Is Identity Management really about Identity?
To me identity management is all about being able to reasonably prove that the person acessing data is who they say they are and has access granted to them by role, device, application, and/or policy.
Data access management is the reactive or proactive management of a role or identity's rights to access data wherever it lives.
Today, data is like currency. The reason I say it is like currency is not because I grew up the Valley in California, but because data in general comes in many denominations, sizes, shapes, languages, and carries with it different valuations based on any number of factors. What companies, I believe, are struggling with is the problem of - there is all this currency floating around, with no central banking infrastructure to help manage or govern its value and exchange.
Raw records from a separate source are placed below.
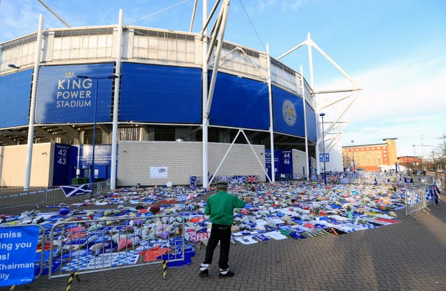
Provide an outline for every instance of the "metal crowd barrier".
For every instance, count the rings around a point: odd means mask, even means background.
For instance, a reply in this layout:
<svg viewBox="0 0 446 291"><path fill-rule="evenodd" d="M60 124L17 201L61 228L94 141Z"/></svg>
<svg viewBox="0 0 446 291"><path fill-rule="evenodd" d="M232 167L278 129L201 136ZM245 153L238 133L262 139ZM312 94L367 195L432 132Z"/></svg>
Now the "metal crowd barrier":
<svg viewBox="0 0 446 291"><path fill-rule="evenodd" d="M30 188L29 189L14 189L0 190L0 210L20 207L24 206L36 206L41 204L66 203L72 201L84 200L91 198L98 198L105 191L110 190L110 180L95 183L86 184L91 192L82 195L66 196L60 187L48 188ZM74 188L82 185L71 185Z"/></svg>
<svg viewBox="0 0 446 291"><path fill-rule="evenodd" d="M0 189L0 210L31 205L38 207L45 202L45 194L46 189L42 187Z"/></svg>
<svg viewBox="0 0 446 291"><path fill-rule="evenodd" d="M406 216L411 215L426 207L426 191L415 189L406 191Z"/></svg>
<svg viewBox="0 0 446 291"><path fill-rule="evenodd" d="M28 287L44 273L45 242L42 226L0 226L0 287L11 286L10 290L16 285Z"/></svg>
<svg viewBox="0 0 446 291"><path fill-rule="evenodd" d="M426 184L426 181L424 181L424 185L406 191L406 216L420 210L429 210L428 206L438 203L439 191L436 182L432 180L431 184Z"/></svg>
<svg viewBox="0 0 446 291"><path fill-rule="evenodd" d="M180 215L58 222L51 229L49 278L185 260ZM164 271L165 276L165 271Z"/></svg>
Think about it. It's the equivalent of everyone being a bank, with many denominations of currency, with no Federal Reserve, no FDIC, no World Bank, nothing. I can say I have $100, and to one person or organization it's worth $5 and to another person or organization it's worth $1000 with the value of the currency determined by the withdrawer, not the depositor.
Those with more data have more currency and worth, however they also have more risk, because their currency can be stolen with relative ease.
So companies who now have an exponential number of currencies under their roofs (real or virtual) are now trying to establish the underlying 'banking' infrastructure that is needed to determine currency's worth, protect it, and maintain its value in any exchange with any other bank or its currency.
So I ask the question again, are the identity management initiatives underway about identity after all?